Performance analysis and multi-objective optimization of organic Rankine cycle for low-grade sinter waste heat recovery

Abstract

In order to enhance the sinter waste heat recovery (WHR) rate efficiently, the organic Rankine cycle (ORC) for power production was applied to take the low-grade sinter cooling flue gas (SCFG) expelled from the waste heat boiler as the heat source. The system thermodynamic, thermo-economic and multi-objective optimization models were constructed firstly, and then R245fa was chosen as the ORC working fluid.
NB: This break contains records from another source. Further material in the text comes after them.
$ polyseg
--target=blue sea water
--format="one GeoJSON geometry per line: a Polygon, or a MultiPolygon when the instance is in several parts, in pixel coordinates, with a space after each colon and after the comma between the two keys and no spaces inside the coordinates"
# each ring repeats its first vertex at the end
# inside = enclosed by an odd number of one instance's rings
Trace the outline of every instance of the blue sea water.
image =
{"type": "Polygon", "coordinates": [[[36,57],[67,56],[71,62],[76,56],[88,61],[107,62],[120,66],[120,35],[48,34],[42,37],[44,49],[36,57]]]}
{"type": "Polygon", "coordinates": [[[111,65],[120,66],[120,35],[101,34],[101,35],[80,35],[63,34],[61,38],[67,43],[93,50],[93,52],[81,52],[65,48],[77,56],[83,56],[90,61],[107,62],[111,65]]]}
Furthermore, the variations of system thermodynamic and thermo-economic performances with the ORC thermal parameters under different inlet temperatures of SCFG were analyzed in detail, and the ideal parameter combination was established through the multi-objective optimization approach. The results show that, the optimal inlet temperature of SCFG is determined to be 160 °C, and under the aforementioned condition of inlet temperature of SCFG, the optimal ORC thermal parameters are determined to be 95 °C for the working fluid evaporation temperature, 10 °C for the working fluid superheat degree, 28 °C for the working fluid condensation temperature and 9 °C for the pinch-point temperature difference in evaporator by considering the system thermodynamic and thermo-economic performances comprehensively. Meanwhile, the WHR rate of SCFG under the above ORC parameter combination could reach 64.86 %, showing remarkable energy-saving effect.